The future of AlphaGo

One aspect of AlphaGo is that it relies on human go knowledge in two places. First, the policy network is trained via supervised learning in order to predict human moves for a given board position. Second, the feature set is not just the positions of stones on the board, but also includes some particularly chosen properties of the stones, including special inputs for whether a stone can be captured in a ladder.

DeepMind has suggested that they want to try having AlphaGo learn the game from scratch, rather than starting with a human dataset. I believe this work will be very interesting, especially if they also abandon their human-selected features. Additionally, my understanding is that they tried reinforcement learning for both the policy network and the value network, but while the reinforcement learning on the value network improved AlphaGo, the reinforcement learning on the policy network actually made it perform worse, due to overly prioritizing the move it believes is best, rather than allowing the Monte Carlo Tree Search to evaluate a wider range of moves.
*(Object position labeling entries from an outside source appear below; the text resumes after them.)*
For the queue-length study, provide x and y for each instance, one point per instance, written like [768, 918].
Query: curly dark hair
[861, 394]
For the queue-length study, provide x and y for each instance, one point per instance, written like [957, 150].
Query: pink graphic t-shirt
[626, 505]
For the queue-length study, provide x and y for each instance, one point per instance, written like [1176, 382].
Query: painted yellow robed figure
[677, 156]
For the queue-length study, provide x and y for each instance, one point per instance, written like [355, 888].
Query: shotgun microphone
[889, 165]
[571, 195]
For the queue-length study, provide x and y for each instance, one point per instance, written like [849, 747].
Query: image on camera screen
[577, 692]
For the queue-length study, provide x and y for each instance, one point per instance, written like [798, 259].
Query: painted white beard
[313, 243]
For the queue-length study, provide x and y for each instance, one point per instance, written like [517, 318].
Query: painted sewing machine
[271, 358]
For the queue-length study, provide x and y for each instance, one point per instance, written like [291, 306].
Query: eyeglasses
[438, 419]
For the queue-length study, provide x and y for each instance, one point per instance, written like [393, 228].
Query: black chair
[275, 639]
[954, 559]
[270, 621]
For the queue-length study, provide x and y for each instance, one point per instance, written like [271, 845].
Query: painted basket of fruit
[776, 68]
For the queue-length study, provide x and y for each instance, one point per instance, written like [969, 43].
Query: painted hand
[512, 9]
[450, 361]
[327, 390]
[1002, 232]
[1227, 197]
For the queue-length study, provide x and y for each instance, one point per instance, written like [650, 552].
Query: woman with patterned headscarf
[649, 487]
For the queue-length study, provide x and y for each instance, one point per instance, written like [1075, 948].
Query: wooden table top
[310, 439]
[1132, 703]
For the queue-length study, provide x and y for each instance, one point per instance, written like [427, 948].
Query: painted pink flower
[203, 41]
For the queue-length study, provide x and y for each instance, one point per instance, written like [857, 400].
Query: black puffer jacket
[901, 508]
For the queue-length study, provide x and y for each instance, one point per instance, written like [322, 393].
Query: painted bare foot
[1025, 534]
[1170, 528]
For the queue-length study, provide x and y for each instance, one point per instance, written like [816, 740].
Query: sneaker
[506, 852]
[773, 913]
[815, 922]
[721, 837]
So it will be interesting to see what techniques will be used in order to allow the policy network to learn well in an unsupervised environment.

Predictions

I'll close this blog post with some predictions about the future of go and go playing programs.

  • Top professionals will be clearly stronger than today's AlphaGo within 5 years. I could even see this happening in a timespan as short as a single year.
  • The weakness in reading semeai is inherent to Monte Carlo Tree Search, and will require new techniques in order to evaluate such positions properly.
  • Professional play 10 years from now will still look similar to professional play from today, but more refined. In particular, the third/fourth line will still be the common territory/influence boundary.
  • New techniques (as opposed to incremental improvements or better hardware) will be required for go programs to reach superhuman level 2.